1. **Single Task Processing**: Tasks are processed sequentially to manage GPU memory effectively
2. **Multi-GPU Support**: Distributes inference across available GPUs for parallelization
3. **Connection Pooling**: Reuses HTTP connections to reduce overhead
4. **Streaming Responses**: Large files are streamed to avoid memory issues
5. **Queue Management**: Automatic task cleanup prevents memory leaks
6. **Process Isolation**: Distributed workers run in separate processes for stability

## Usage Examples

### Client Usage

```python
import httpx
import base64

# Create a task with URL image
response = httpx.post(
    "http://localhost:8000/v1/tasks/",
    json={
        "prompt": "A cat playing piano",
        "image_path": "https://example.com/image.jpg",
        "use_prompt_enhancer": True,
        "seed": 42
    }
)
task_id = response.json()["task_id"]

# Create a task with base64 image
with open("image.png", "rb") as f:
    image_base64 = base64.b64encode(f.read()).decode()
response = httpx.post(
    "http://localhost:8000/v1/tasks/",
    json={
        "prompt": "A dog dancing",
        "image_path": f"data:image/png;base64,{image_base64}"
    }
)

# Check task status
status = httpx.get(f"http://localhost:8000/v1/tasks/{task_id}/status")
print(status.json())

# Download result when completed
if status.json()["status"] == "completed":
    video = httpx.get(f"http://localhost:8000/v1/tasks/{task_id}/result")
    with open("output.mp4", "wb") as f:
        f.write(video.content)
```

## Monitoring and Debugging

### Logging

The server uses `loguru` for structured logging.
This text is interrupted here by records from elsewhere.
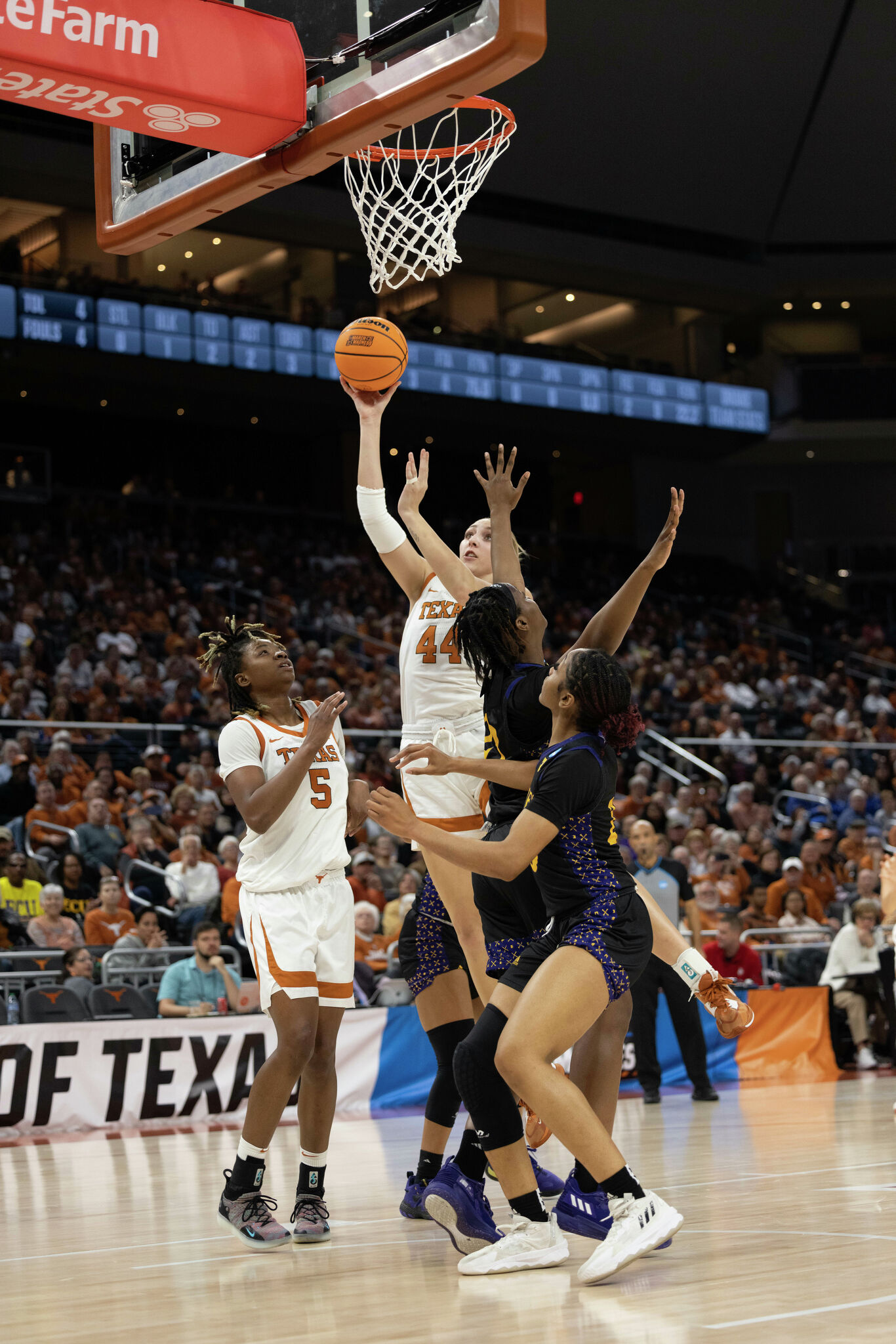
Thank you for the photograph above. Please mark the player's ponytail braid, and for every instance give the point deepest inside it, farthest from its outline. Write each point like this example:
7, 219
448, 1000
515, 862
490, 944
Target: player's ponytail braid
225, 652
485, 632
602, 691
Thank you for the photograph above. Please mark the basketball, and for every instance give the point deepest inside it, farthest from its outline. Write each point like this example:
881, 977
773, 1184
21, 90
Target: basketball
371, 354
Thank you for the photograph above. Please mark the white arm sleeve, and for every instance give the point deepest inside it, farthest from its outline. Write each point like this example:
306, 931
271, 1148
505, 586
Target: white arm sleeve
238, 746
379, 524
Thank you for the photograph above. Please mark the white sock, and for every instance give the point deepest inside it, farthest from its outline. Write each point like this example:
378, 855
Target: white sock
314, 1159
692, 967
246, 1150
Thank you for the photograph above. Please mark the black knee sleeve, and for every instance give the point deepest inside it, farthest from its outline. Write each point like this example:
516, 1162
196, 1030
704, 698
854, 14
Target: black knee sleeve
443, 1101
485, 1095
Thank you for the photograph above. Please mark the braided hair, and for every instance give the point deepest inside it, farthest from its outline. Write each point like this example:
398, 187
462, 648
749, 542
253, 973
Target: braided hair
485, 632
225, 654
602, 692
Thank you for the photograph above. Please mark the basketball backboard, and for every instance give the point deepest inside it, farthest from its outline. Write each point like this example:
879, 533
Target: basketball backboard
374, 66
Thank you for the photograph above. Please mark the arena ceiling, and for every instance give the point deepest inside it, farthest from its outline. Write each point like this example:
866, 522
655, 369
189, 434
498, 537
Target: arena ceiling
770, 121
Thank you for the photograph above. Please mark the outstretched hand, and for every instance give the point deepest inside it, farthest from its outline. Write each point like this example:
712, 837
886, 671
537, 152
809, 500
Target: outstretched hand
369, 405
661, 549
499, 488
391, 812
415, 483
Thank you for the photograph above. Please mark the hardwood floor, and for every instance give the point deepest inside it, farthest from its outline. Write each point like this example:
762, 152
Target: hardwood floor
789, 1196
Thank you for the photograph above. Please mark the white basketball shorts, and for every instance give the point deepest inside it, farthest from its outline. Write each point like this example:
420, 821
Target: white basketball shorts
302, 942
448, 801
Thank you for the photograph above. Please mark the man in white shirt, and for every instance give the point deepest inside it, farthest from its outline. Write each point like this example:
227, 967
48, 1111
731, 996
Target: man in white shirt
853, 973
875, 702
192, 885
737, 733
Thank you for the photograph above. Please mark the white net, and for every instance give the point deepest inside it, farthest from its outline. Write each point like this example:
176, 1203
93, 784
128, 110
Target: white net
409, 197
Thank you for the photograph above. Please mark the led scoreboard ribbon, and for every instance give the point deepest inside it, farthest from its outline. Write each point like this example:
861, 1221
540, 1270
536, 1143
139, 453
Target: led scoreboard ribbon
124, 327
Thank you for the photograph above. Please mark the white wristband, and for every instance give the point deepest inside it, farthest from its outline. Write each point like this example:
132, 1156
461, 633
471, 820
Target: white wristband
379, 524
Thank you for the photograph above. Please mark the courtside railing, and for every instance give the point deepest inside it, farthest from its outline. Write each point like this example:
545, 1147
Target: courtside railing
136, 967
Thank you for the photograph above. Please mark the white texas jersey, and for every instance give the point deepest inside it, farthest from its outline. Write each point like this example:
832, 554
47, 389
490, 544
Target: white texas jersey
436, 681
308, 839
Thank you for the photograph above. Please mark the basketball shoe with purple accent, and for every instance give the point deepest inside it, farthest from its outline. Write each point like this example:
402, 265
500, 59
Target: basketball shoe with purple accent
458, 1205
250, 1218
583, 1214
550, 1185
586, 1214
310, 1219
413, 1203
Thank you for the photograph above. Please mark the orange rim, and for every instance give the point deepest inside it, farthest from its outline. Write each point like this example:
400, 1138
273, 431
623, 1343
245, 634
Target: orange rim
379, 152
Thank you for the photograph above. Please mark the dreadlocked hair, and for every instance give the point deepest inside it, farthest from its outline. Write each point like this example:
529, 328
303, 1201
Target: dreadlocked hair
602, 692
485, 632
225, 652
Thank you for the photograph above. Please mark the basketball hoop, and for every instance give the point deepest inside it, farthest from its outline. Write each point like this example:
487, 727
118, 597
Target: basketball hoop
409, 222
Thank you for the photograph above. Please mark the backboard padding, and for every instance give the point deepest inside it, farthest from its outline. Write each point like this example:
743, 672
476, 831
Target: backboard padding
506, 38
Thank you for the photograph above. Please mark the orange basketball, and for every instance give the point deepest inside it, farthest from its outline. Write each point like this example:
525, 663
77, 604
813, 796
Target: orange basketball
371, 354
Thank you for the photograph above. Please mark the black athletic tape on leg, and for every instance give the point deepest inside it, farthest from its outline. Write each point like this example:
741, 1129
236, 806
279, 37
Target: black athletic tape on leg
443, 1100
485, 1095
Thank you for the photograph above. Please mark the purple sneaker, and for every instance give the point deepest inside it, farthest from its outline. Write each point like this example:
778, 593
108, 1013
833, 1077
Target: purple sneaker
458, 1205
548, 1183
250, 1218
413, 1203
586, 1214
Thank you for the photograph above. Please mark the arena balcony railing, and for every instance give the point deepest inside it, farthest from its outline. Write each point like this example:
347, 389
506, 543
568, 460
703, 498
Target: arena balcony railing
148, 734
50, 826
124, 965
679, 750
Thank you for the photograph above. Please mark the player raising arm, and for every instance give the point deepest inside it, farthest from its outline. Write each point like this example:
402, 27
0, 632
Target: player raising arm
598, 941
441, 942
285, 768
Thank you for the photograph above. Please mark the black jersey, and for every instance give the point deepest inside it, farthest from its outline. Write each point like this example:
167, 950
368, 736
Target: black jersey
516, 729
574, 788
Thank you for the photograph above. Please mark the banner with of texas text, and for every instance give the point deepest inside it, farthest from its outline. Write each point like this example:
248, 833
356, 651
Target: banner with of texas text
94, 1074
120, 1074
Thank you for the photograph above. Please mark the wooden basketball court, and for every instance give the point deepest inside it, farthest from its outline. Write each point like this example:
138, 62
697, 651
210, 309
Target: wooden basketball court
789, 1196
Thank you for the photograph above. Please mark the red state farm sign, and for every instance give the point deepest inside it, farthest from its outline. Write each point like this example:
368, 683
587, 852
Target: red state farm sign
218, 75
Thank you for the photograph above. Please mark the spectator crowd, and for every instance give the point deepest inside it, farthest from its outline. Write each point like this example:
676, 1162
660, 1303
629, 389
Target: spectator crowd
100, 632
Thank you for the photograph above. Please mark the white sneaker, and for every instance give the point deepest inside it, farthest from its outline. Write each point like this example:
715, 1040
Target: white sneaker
638, 1226
524, 1246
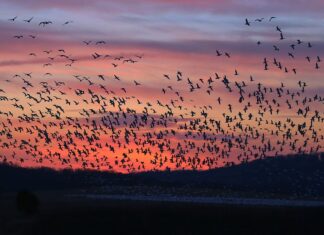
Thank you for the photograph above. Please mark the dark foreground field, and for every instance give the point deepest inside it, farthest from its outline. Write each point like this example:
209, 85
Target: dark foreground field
62, 215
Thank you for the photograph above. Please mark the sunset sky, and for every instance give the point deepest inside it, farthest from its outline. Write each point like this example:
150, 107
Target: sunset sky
164, 37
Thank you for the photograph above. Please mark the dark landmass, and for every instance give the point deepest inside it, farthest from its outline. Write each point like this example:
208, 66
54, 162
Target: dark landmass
52, 209
296, 176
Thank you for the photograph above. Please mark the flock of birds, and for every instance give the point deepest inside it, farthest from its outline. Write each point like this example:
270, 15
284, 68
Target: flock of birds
117, 131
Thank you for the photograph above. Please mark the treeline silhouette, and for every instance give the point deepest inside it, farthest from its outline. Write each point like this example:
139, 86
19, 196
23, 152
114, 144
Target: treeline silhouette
294, 175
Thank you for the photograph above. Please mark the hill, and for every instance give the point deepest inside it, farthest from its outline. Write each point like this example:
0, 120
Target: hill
294, 176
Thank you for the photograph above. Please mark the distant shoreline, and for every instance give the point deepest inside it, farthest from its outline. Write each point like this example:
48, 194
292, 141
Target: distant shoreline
204, 200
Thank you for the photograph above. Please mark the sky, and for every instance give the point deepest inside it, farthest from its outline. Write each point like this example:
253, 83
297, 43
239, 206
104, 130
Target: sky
164, 37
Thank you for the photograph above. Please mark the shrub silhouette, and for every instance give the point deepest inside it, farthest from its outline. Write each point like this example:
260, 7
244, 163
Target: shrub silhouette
27, 202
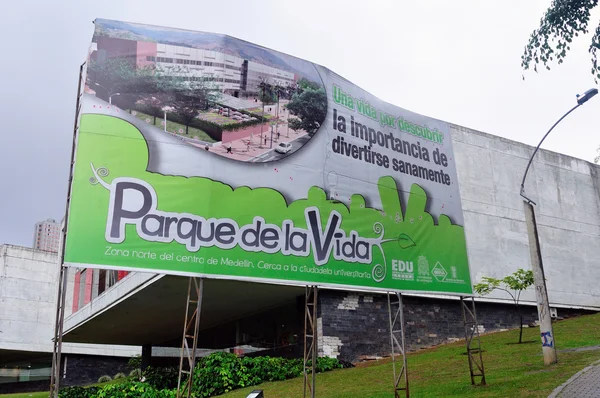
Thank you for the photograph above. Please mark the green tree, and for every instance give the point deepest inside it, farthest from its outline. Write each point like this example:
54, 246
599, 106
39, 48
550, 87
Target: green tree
561, 24
265, 96
191, 93
513, 284
309, 105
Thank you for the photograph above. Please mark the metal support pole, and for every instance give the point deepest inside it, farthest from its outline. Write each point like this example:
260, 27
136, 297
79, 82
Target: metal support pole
473, 341
190, 325
397, 330
63, 274
546, 332
310, 340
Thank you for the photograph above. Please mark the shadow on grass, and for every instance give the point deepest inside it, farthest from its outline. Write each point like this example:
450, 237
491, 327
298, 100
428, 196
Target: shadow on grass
524, 342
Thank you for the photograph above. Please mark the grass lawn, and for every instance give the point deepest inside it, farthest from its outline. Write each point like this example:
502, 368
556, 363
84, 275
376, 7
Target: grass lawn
175, 127
512, 370
45, 394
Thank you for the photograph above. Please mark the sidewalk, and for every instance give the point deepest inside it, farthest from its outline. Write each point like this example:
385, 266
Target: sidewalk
584, 384
248, 148
244, 152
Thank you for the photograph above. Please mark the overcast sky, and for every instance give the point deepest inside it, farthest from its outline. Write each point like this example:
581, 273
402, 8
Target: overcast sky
457, 61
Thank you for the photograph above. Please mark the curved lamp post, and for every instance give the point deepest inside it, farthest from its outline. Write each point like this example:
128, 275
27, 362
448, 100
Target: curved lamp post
580, 101
546, 332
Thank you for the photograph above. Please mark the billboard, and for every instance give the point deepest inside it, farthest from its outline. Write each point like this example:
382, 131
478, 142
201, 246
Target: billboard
202, 154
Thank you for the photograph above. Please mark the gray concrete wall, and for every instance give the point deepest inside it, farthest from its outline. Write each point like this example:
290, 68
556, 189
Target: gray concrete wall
567, 192
28, 288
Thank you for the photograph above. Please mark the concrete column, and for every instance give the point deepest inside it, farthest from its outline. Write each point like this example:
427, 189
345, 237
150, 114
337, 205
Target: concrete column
146, 355
546, 333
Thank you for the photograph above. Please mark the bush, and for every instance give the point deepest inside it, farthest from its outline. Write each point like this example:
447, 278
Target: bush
77, 392
136, 374
104, 379
222, 372
161, 378
219, 373
134, 362
133, 390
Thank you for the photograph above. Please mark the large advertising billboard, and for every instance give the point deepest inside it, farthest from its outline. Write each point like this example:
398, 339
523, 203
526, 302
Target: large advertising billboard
202, 154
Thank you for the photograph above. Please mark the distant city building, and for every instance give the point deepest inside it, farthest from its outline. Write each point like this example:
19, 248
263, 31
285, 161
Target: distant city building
46, 236
234, 75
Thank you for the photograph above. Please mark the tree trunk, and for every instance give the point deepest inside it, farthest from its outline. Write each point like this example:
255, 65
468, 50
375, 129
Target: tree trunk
520, 324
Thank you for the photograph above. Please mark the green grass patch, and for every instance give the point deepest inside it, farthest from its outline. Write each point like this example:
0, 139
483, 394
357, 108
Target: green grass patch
175, 127
45, 394
512, 370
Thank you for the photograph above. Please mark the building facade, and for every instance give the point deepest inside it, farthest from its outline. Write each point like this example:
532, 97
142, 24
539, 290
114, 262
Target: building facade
47, 236
28, 292
231, 74
353, 324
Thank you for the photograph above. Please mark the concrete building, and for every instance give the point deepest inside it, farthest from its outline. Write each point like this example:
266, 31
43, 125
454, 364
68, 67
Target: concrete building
28, 291
148, 309
231, 74
47, 235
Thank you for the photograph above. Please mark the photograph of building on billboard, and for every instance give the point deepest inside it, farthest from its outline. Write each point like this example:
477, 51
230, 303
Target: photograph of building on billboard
201, 154
213, 92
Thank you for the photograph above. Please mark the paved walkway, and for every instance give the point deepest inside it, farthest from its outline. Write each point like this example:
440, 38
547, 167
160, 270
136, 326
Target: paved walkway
584, 384
249, 148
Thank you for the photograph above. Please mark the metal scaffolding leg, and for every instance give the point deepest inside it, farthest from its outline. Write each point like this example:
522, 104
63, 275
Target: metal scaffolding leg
310, 341
191, 326
473, 341
58, 332
63, 274
397, 331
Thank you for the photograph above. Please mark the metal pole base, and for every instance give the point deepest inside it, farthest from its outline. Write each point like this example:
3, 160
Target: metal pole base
310, 341
191, 326
473, 341
396, 316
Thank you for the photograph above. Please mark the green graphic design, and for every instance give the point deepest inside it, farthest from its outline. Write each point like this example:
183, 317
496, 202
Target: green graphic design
406, 250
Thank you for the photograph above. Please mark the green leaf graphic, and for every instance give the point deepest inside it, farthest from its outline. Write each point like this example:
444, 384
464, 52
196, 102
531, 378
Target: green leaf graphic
405, 241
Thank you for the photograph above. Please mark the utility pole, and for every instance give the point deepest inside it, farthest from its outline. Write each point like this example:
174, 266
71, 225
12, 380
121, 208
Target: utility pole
541, 293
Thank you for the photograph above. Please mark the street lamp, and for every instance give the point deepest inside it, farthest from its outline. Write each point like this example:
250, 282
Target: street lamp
546, 332
164, 109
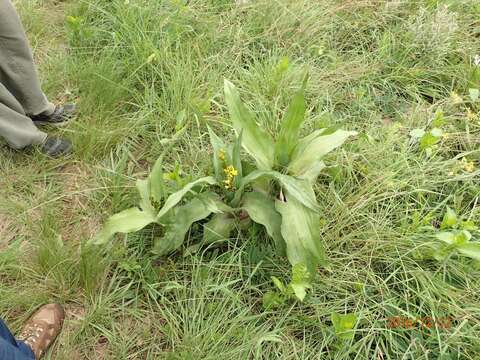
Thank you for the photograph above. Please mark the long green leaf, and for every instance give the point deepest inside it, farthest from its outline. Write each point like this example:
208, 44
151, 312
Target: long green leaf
300, 189
126, 221
301, 280
143, 187
257, 142
311, 149
290, 128
156, 181
261, 209
218, 146
176, 197
179, 221
301, 232
236, 160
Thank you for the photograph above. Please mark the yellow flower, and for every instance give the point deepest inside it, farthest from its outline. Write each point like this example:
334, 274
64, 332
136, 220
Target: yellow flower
230, 173
221, 154
468, 166
471, 115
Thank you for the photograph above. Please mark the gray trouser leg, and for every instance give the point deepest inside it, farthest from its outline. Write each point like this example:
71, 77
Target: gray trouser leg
20, 90
15, 127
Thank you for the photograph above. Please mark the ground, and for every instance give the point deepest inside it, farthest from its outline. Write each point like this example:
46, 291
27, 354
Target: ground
382, 68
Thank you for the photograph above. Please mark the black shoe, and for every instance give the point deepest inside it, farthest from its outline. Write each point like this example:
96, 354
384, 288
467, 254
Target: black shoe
56, 147
59, 117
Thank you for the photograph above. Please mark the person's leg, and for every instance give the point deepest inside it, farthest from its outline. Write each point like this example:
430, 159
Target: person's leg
10, 348
15, 127
17, 70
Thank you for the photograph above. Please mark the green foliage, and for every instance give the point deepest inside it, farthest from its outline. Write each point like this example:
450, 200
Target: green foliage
456, 238
287, 209
295, 289
343, 325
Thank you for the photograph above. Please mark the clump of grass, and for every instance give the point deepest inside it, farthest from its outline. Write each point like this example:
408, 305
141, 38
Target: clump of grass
381, 68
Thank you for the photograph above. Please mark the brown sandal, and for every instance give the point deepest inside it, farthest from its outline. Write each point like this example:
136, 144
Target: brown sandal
42, 328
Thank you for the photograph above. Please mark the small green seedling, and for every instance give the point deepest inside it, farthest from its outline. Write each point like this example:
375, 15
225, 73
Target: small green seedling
343, 325
456, 238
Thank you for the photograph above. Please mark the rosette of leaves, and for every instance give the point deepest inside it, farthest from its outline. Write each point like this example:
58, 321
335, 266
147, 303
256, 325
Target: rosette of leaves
275, 191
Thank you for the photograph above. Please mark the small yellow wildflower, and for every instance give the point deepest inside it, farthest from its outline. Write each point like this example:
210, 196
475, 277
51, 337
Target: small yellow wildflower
471, 115
230, 173
468, 166
221, 154
456, 99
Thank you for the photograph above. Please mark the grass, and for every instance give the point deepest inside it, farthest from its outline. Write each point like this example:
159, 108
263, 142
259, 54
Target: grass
382, 68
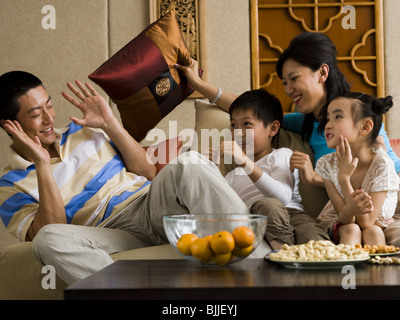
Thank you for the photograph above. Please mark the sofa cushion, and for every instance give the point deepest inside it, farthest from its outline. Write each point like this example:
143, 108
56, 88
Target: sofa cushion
162, 153
141, 78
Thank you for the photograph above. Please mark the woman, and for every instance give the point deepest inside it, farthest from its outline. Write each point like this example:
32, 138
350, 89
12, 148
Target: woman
309, 72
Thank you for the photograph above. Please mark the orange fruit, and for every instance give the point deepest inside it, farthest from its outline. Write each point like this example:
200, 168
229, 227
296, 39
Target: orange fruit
221, 259
184, 242
243, 236
241, 252
222, 242
201, 249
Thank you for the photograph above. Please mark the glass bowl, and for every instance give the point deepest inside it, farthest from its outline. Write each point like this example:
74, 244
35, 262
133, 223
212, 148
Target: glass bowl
217, 233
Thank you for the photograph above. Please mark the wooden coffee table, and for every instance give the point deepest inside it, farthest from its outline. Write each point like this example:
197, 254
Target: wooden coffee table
248, 279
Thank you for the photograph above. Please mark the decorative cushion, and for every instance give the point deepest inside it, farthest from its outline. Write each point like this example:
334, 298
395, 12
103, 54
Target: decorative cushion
210, 116
141, 78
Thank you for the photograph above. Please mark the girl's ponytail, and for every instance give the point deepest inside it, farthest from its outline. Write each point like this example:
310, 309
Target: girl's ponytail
382, 105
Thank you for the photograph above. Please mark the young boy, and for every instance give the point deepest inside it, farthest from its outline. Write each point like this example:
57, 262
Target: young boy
263, 178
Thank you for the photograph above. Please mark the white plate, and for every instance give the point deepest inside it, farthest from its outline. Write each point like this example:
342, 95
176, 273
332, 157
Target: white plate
384, 254
329, 264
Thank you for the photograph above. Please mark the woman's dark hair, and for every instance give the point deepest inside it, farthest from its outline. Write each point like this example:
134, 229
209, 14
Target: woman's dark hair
366, 106
312, 50
13, 85
265, 106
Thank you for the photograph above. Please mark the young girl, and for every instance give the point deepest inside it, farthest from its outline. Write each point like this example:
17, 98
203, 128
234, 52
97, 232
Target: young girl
359, 177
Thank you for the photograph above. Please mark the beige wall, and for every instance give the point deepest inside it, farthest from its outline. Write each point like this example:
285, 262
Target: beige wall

Logs include:

- Request/response details
- Task lifecycle events
- Worker process status
- Error traces with context

### Health Checks

- `/v1/service/status` - Overall service health
- `/v1/tasks/queue/status` - Queue status and processing state
- Process monitoring via system tools (htop, nvidia-smi)

### Common Issues

1. **GPU Out of Memory**: Reduce `nproc_per_node` or adjust model batch size
2. **Task Timeout**: Increase `LIGHTX2V_TASK_TIMEOUT` for longer videos
3. **Queue Full**: Increase `LIGHTX2V_MAX_QUEUE_SIZE` or add rate limiting
4. **Port Conflicts**: Change `LIGHTX2V_PORT` or `MASTER_PORT` range

## Security Considerations

1. **Input Validation**: All inputs validated with Pydantic schemas
2. **File Access**: Restricted to cache directory
3. **Resource Limits**: Configurable queue and file size limits
4. **Process Isolation**: Worker processes run with limited permissions
5. **HTTP Security**: Support for proxy and authentication headers

## License

See the main project LICENSE file for licensing information.